Le 23 septembre dernier, le Grand Conseil genevois avait voté une hausse des tarifs des transports publics genevois, faisant assumer par les usagers huit millions supplémentaires par an pour développer une offre que la même majorité, la direction des TPG et le Conseil d'Etat avaient préalablement réduite par refus d'augmenter la subvention cantonale à la régie publique.  Bref, le "développement de l'offre" qui est supposé justifier la hausse est en grande partie un simple rattrapage de sa réduction punitive passée. Le PS et Ensemble à Gauche avaient présenté au parlement cantonal une proposition de compromis, consistant à alléger la charge pour les usagers (sans la supprimer, mais en la faisant passer de huit à trois millions de francs par an), en échange d'une augmentation de cinq millions de francs de la subvention cantonale. Même le MCG avait soutenu cette proposition... mais pas les Verts... Et dans quelques années, une nouvelle hausse des tarifs sera proposée, justifiée par la mise en service du CEVA, mais consistant toujours à faire payer par les usagers la mise de l'offre au niveau de besoins croissants. Pendant quoi, les partisans de ces hausses continueront sans doute à se gargariser de beaux discours sur le développement des transports publics et de la mobilité douce. En attendant, un référendum a été lancé contre la dernière hausse décidée par le parlement, il a abouti, avec plus de 10'000 signatures. On votera donc, sans doute en mai 2017, pour dire ce qu'on pense d'un refus de donner aux TPG les moyens de leur développement en le finançant par le budget cantonal (voire les budgets municipaux) plutôt qu'en taxant les usagers, tout en invitant celles et ceux qui n'en usent pas encore à user des transports publics pour se déplacer en zone urbaine et péri-urbaine... comme si une augmentation des tarifs des transports publics allait les y inciter...
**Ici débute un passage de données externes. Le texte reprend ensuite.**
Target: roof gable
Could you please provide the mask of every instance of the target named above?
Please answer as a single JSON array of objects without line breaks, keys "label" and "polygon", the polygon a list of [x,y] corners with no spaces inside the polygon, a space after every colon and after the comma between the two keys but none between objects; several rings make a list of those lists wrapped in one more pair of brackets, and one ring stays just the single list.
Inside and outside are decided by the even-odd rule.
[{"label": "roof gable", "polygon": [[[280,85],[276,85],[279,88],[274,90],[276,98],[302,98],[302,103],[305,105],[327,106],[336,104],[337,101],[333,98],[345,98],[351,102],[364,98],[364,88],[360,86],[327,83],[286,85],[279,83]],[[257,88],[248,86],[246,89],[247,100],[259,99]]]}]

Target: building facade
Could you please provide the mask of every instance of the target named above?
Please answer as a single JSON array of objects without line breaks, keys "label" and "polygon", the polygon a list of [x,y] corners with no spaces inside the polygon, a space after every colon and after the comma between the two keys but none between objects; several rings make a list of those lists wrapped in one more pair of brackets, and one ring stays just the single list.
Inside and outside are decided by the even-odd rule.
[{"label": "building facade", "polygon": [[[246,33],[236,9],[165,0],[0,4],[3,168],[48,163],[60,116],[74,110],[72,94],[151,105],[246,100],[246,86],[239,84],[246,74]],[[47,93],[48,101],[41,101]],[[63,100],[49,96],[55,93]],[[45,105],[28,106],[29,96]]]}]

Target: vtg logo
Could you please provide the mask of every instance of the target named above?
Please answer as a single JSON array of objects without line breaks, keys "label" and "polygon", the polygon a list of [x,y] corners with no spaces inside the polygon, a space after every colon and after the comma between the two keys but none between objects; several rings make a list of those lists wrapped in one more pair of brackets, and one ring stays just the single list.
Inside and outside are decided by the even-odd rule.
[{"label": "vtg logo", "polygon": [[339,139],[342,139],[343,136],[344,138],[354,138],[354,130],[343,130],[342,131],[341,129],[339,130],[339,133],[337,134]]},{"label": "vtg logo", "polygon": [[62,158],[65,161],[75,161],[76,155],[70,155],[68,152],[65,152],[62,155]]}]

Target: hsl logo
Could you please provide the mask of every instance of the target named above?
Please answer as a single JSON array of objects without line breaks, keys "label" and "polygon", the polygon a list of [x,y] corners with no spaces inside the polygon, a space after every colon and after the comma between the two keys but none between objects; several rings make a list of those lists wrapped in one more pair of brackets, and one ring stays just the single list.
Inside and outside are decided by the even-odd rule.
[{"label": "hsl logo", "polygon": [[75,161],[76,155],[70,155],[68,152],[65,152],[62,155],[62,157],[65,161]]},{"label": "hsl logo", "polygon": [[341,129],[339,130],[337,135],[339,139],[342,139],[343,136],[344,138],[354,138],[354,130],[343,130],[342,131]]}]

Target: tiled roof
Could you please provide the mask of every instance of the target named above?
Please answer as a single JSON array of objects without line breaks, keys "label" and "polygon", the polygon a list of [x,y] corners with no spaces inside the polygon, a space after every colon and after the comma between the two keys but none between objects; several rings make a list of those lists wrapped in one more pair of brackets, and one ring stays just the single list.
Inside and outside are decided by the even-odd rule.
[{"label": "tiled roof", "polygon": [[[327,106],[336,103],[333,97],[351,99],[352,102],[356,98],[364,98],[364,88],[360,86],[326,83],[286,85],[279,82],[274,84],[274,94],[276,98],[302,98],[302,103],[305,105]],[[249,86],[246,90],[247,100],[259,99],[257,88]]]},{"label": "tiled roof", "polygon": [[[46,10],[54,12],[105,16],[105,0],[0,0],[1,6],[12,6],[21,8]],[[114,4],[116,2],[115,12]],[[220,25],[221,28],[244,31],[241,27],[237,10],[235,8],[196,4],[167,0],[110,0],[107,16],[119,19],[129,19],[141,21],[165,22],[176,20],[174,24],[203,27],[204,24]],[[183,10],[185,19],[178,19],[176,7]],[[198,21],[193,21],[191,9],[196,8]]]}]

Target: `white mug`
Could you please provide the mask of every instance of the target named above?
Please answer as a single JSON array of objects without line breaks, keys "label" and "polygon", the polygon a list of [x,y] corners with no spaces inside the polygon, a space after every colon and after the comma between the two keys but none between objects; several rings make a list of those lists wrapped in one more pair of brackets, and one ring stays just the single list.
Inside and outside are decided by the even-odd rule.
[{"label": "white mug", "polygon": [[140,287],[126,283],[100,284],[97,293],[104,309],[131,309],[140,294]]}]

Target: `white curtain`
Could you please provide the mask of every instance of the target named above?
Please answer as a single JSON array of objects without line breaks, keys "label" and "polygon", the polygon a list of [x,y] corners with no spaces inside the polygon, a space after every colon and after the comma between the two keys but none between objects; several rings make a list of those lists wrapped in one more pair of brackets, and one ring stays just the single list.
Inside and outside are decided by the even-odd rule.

"Il nous faut passer de la circulation comme supplément du travail à la circulation comme plaisir" (Guy Debord)

Par deux fois, en 2013 puis en 2014, les Genevois et voises ont accepté une initiative de l'AVIVO et donné au parlement cantonal la compétence de voter les tarifs des TPG sous forme d'une loi -et donc donné au peuple la possibilité de contester ces tarifs par voie de référendum. C'est ce qui vient d'être fait, pour maintenir les tarifs des transports publics genevois à leur niveau actuel. Et pour faire financer les améliorations proposées de l'offre et des services par la source la plus simple, la plus équitable et la plus sûre : la subvention publique. Or pour punir les usagers d'avoir voté une initiative qui leur déplaisait fort les majorités politiques (parlementaire et gouvernementale) et administrative (au sein du Conseil d'administration des TPG) ont laissé filer, à la baisse, les moyens dont dispose la régie : 10 millions de moins par an. Ce n'est pour l'essentiel qu'un rattrapage de la dégradation de l'offre et des services qui est aujourd'hui proposé -mais en le faisant payer aux usagers, et en appliquant à une régie publique des critères financiers qui sont ceux d'entreprises privées.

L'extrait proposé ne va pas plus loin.